Fingerprinting and clustering (C2·LibEngine)
C2·LibEngine uses a Markush representation of a library to rapidly produce Lipinski properties, fingerprints and, optionally, runs clustering on large combinatorial libraries. This is done without having to enumerate the library structures, but produces exact property values and fingerprints which include all the fragments that would cross R-group boundaries. Input is an MDL RG file, which may be exported from the analog builder (see the C2·Analog tutorial) or obtained from other software such as MDLs Project Library or Central Library. The software can optionally enumerate a library to smiles, but this is not required to calculate the properties and/or fingerprints.
| Go to the LIB ENGINE card located on the COMBICHEM-II card deck and select the Setup and Run menu item. |
| Go to the BINARY DATA FILES card located on the COMBICHEM-I card deck and click Select BDF. |
| Click lib3.bdf to see the contents of the file and select the item BCI_FP bci1052.dic in the list box on the lower left. |
These fingerprints can now be used in any similarity/diversity selection method. In this case a combinatorial selection will be made using the new Fingerprint On-bits metric.

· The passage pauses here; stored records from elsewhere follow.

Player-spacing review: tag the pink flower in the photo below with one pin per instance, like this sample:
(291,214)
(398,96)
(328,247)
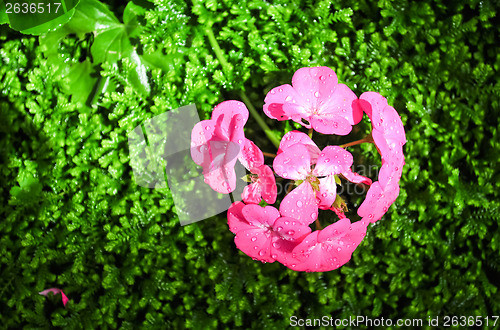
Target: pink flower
(388,134)
(316,97)
(263,181)
(295,163)
(216,144)
(377,201)
(55,291)
(330,248)
(262,233)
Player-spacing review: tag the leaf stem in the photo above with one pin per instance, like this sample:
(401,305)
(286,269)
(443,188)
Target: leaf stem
(367,138)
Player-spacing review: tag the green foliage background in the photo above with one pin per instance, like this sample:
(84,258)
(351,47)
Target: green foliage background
(72,217)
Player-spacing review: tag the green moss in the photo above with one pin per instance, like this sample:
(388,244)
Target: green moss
(72,216)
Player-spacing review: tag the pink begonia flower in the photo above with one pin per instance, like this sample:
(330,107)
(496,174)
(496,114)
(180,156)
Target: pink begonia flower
(317,97)
(262,233)
(263,182)
(216,144)
(388,134)
(377,201)
(55,291)
(330,248)
(295,163)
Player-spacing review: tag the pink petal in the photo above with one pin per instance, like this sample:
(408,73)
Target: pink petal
(329,248)
(372,103)
(291,229)
(298,112)
(55,291)
(327,192)
(341,102)
(300,204)
(333,160)
(255,243)
(235,219)
(276,98)
(377,201)
(220,174)
(356,178)
(314,85)
(294,163)
(252,193)
(200,135)
(330,124)
(268,184)
(391,170)
(294,137)
(251,156)
(260,216)
(229,110)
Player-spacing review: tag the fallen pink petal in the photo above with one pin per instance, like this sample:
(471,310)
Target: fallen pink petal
(55,291)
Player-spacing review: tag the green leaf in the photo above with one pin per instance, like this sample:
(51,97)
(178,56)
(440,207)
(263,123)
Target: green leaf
(37,17)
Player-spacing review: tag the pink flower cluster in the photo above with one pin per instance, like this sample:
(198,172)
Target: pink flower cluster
(317,101)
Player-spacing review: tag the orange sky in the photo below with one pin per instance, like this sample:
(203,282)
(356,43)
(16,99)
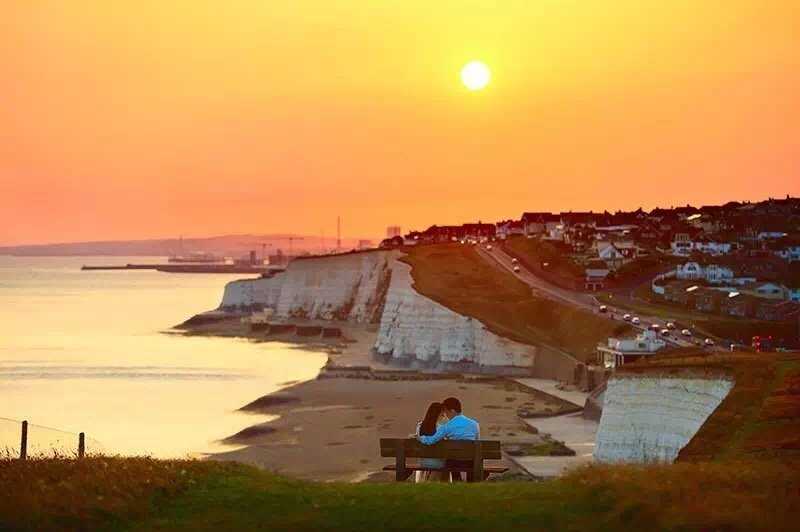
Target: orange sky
(135,119)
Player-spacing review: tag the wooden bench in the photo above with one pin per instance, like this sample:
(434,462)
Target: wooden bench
(468,451)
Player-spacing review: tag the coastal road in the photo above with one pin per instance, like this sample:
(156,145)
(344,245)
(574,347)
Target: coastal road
(539,286)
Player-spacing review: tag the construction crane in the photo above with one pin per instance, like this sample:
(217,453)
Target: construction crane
(264,251)
(291,240)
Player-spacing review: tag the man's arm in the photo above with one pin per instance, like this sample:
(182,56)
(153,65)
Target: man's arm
(441,432)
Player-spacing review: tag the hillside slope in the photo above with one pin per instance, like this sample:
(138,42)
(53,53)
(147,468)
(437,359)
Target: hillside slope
(142,494)
(458,278)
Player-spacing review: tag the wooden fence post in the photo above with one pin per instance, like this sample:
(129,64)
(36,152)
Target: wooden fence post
(23,444)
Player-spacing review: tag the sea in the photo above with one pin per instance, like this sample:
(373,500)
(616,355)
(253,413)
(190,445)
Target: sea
(94,352)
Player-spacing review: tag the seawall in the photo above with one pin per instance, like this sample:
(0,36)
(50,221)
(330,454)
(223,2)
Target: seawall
(348,287)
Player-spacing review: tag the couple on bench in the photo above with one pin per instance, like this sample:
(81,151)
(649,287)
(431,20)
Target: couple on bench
(444,421)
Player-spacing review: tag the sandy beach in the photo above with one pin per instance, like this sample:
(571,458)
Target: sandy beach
(328,428)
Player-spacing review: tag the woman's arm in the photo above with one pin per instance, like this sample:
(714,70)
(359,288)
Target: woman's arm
(441,432)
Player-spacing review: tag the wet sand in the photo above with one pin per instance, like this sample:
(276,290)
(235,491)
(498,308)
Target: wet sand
(328,429)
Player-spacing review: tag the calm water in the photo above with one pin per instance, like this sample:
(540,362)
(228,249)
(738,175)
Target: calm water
(86,351)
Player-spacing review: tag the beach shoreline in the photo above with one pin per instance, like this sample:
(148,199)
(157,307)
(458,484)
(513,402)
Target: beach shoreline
(328,428)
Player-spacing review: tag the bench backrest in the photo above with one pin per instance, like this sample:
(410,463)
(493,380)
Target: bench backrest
(449,449)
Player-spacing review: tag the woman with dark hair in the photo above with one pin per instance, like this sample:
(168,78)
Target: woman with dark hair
(427,427)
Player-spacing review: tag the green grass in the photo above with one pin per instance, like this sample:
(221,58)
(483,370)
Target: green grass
(458,278)
(758,419)
(740,329)
(215,496)
(537,251)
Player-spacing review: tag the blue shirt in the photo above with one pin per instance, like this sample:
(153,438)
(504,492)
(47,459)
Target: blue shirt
(459,428)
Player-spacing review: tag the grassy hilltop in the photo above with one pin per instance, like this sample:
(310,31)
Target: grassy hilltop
(144,494)
(458,278)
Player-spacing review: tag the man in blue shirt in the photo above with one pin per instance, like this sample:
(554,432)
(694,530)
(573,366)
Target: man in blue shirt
(459,427)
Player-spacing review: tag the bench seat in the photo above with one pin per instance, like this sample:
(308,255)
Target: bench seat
(412,467)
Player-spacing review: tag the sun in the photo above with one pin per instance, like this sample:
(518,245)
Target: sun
(475,75)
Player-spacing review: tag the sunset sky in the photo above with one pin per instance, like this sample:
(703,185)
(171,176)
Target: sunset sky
(137,119)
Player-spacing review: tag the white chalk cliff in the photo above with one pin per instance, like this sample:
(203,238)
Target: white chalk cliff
(374,287)
(418,328)
(345,287)
(650,418)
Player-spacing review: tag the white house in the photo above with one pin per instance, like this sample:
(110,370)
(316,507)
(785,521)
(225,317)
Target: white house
(768,290)
(712,273)
(619,351)
(510,227)
(681,244)
(770,235)
(794,293)
(789,252)
(713,248)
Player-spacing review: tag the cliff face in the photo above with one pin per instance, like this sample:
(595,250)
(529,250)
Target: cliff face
(651,418)
(375,287)
(344,287)
(417,328)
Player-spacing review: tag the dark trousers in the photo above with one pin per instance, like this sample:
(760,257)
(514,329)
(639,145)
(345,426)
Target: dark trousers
(456,475)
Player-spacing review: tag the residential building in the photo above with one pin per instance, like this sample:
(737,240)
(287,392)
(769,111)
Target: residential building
(618,352)
(537,223)
(393,231)
(596,273)
(681,244)
(508,228)
(712,273)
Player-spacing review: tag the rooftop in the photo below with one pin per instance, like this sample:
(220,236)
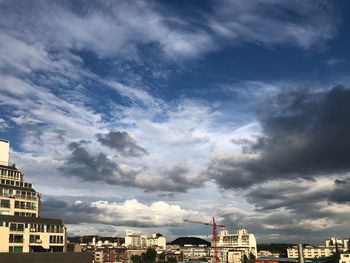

| Go to the LIBRARY ANALYSIS card located on the COMBICHEM-I card and select Restraints-->Property Ranges. |
| Click the Get Properties button, and select SlogP. Set the Upper Bound to 5 and click ADD. Select MW, set the Upper Bound to 500 and click ADD. |
| Click LIST to see if the property has been added as you just specified. |
| On the LIBRARY ANALYSIS card, select Rgroup Subsetting --> Diverse Library. |
This will select a subset of 2,4,8 reporting the reagents in the text port and creating a BDF file of the 64 selected products.
| Click lib3_RgDiv.bdf to see the contents of the file and select the mol_wt and SlogP items (Control-Click to make multiple selections). |
| Go up to the DRUG DISCOVERY card deck, select the QSAR card and click Preferences-->Histograms.... |
| Click Create Histogram and examine the distributions of molecular weight and logP in the subset that was selected. |
2. Generating a cluster file and using it for combinatorial subsetting.
In this section, relocation clustering is run directly from the Markush structure, with fingerprints generated on the fly.
| Go up to the COMBICHEM-II card deck, select the Lib Engine card and click Setup and Run. |
This will generate the fingerprints for the 5760 members of the library and then run k-means relocation clustering to produce 64 clusters.
| Go to the LIBRARY ANALYSIS card located on the COMBICHEM-I card deck and select Rgroup Subsetting --> Diverse Library. |
This will select a subset of 2,4,8 reporting the reagents in the text port and creating a BDF file of the 64 selected products.